The intelligent home thermostat shown in Figure 3 provides an example of the use of graphics in a “Smart Home” application. The Flash-based FPGA has standard IP for the graphics controller, as well as wired and wireless interfaces for communicating with other devices in the home. The LCD display can be used to display temperature trending information and temperature from remote indoor and outdoor thermometers, as well as video feeds from networked security cameras.
Figure 3. Intelligent Home Thermostat
FPGAs offer the versatility to include the optimal bus and interface standards. This allows the system architect to design with the best interfaces for the entire system, rather than having to design around a specific graphics processor interface or bus. Designs using FPGAs allow the system designer complete control over the system interface: the entire design can be optimized to support real-time control and display systems that process video streams without any performance degradation.
In addition, FPGA manufactures support density migration within the same sized package.
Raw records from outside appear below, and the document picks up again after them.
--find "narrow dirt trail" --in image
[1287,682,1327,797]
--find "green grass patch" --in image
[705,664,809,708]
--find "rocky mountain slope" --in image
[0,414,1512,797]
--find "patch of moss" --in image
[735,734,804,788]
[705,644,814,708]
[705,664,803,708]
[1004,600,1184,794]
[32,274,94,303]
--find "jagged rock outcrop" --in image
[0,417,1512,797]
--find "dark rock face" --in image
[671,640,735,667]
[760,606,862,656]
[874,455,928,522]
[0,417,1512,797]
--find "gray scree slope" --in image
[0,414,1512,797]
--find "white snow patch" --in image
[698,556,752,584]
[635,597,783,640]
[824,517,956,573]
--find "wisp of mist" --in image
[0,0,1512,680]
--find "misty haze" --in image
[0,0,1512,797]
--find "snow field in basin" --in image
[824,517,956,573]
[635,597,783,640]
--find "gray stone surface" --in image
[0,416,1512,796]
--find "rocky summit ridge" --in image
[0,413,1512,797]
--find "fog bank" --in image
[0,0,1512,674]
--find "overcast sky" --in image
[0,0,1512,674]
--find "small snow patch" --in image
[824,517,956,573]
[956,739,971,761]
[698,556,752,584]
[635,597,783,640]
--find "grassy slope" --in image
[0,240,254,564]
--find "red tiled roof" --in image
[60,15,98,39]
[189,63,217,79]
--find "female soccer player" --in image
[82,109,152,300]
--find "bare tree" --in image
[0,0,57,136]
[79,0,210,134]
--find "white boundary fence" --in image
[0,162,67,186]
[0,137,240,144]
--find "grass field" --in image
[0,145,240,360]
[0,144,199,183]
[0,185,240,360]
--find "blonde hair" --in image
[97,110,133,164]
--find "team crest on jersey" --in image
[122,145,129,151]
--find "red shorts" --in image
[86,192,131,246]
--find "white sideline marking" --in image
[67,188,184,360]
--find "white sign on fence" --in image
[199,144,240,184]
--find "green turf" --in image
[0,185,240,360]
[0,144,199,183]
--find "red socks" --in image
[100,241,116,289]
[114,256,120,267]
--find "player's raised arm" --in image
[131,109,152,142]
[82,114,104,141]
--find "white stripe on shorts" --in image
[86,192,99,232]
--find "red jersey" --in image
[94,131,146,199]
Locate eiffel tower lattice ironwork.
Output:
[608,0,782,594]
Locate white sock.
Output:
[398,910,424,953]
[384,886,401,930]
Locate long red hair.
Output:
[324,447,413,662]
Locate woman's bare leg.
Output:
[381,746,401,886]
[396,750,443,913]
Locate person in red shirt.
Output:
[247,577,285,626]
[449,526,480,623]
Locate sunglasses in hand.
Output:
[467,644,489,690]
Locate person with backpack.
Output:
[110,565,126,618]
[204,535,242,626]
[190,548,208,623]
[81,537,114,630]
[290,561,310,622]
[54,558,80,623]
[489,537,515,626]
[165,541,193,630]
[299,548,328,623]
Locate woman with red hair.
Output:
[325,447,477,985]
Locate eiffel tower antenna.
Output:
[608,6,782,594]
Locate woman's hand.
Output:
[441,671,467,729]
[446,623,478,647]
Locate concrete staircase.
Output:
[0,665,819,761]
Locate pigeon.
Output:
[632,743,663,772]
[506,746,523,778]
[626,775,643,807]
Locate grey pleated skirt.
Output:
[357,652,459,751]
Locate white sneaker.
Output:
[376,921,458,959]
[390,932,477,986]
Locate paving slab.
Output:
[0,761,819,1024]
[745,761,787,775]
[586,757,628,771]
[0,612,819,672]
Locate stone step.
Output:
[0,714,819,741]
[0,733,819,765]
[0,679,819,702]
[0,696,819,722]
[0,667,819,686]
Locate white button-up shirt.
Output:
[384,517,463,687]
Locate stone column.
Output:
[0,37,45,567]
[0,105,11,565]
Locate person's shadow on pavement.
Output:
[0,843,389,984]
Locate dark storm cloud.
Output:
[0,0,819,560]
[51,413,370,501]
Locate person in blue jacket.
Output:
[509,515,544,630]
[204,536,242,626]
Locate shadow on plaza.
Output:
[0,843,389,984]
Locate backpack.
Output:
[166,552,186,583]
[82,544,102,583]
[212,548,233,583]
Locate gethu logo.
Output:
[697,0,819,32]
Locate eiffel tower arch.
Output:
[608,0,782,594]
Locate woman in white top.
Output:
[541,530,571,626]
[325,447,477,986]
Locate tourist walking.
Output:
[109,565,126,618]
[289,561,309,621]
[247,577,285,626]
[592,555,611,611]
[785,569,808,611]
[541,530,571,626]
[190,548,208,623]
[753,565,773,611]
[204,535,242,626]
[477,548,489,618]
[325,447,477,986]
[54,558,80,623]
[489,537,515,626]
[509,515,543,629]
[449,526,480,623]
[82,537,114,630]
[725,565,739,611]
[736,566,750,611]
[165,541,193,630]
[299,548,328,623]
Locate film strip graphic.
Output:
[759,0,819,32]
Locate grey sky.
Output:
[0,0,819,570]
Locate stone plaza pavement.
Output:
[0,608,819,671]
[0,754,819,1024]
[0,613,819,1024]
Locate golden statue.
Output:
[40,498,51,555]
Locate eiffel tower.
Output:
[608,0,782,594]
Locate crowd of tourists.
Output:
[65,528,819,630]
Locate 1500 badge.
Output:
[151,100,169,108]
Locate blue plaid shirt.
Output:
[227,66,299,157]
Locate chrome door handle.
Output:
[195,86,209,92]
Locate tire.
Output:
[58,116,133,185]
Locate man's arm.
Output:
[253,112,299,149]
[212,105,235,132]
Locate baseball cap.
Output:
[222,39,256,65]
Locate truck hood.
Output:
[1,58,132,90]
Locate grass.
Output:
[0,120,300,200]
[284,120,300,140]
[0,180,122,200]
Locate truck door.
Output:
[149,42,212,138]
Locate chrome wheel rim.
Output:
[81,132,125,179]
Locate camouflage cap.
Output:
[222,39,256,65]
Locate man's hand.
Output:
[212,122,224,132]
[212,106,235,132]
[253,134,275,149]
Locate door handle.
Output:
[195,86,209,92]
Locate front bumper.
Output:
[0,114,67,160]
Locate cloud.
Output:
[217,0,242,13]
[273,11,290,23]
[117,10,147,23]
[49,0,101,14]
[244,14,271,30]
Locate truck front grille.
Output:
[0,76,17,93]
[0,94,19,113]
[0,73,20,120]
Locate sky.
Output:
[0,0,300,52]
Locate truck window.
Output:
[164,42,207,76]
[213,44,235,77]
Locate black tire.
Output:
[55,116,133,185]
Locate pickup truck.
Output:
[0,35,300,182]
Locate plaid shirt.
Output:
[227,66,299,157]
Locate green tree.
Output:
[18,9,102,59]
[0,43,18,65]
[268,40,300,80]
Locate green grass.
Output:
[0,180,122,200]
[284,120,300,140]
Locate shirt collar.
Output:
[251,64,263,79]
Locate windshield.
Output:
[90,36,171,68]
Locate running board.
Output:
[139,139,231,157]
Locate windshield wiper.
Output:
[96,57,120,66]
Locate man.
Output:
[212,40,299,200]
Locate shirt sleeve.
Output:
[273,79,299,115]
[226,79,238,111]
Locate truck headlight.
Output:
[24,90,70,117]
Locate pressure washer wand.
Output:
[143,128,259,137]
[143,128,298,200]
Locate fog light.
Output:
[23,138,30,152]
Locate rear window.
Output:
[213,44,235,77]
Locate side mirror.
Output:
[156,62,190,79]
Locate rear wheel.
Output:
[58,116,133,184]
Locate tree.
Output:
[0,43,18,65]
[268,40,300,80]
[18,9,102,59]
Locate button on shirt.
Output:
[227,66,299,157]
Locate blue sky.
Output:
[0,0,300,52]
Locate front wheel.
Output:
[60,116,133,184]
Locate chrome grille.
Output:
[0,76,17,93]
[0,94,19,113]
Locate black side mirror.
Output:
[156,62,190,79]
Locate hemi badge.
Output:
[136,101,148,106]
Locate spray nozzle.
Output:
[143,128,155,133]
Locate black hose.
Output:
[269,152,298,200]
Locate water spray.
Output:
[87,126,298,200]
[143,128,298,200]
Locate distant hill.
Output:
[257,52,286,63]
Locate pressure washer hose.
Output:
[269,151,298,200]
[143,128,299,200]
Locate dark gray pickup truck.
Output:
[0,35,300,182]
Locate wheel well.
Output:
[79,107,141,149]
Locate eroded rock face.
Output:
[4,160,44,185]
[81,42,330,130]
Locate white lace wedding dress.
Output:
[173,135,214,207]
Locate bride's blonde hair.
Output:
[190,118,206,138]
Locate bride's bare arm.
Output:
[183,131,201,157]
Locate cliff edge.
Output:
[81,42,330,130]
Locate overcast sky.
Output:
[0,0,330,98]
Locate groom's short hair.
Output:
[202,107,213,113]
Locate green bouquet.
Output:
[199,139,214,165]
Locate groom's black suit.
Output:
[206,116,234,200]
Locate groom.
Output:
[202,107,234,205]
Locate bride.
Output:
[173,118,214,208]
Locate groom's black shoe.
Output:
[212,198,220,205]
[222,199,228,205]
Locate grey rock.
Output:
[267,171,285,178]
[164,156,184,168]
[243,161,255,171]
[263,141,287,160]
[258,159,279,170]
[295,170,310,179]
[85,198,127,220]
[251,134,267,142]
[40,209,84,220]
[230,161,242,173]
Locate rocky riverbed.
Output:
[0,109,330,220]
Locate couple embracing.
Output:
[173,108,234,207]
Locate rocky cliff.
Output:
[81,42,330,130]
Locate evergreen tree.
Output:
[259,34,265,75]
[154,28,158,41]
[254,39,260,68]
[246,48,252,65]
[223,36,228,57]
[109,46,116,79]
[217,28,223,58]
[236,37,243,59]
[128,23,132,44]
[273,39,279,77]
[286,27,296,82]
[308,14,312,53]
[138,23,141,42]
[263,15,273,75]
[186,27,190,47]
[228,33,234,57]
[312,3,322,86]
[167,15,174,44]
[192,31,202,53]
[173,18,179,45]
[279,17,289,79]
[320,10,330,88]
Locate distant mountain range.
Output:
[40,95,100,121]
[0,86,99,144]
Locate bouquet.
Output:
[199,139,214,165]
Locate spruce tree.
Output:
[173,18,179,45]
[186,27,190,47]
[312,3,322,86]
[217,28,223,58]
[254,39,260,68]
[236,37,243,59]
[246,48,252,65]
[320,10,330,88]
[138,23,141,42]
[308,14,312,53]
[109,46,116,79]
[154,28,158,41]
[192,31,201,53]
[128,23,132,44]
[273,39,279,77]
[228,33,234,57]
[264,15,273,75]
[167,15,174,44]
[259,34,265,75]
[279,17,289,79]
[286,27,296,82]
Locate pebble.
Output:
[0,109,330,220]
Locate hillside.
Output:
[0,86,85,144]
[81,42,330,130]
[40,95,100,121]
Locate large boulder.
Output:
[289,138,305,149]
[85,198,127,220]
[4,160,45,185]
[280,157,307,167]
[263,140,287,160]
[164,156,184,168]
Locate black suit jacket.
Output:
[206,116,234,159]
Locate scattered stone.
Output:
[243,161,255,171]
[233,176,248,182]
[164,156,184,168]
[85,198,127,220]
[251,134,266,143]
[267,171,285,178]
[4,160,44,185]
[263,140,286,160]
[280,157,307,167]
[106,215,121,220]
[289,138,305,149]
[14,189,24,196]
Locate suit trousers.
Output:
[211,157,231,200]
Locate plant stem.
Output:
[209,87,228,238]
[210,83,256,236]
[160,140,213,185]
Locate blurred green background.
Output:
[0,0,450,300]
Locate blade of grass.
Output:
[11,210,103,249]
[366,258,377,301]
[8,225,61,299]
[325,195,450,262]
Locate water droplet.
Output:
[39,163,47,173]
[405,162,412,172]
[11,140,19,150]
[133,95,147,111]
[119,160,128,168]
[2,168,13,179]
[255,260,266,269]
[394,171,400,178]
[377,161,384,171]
This allows more logic to be added for enhanced features, or less logic capacity for reduced functionality, without affecting the PCB layout. Density migration results in cost savings in development, production, servicing and logistics.
FPGAs Enable Flexibility For The Future
The use of FPGA devices to build video and graphics controllers is enabling the embedded market to add graphics display technology in more and more applications. By using non-PC related video products, the embedded market can rely on having an extended product life cycle well beyond the typical 2- to 3-year period. One concern for designers has been that the prices of FPGAs were too high to be embedded in systems. Today, however, FPGAs are designed for low-cost with enhanced features that makes the per piece cost of FPGAs very competitive with other graphics solutions.
I am excited by the additional functionality that LCD displays add to many embedded systems. The ability to receive additional feedback from a system and have custom interfaces tailored for the individual user is the next step in the evolution of embedded technology.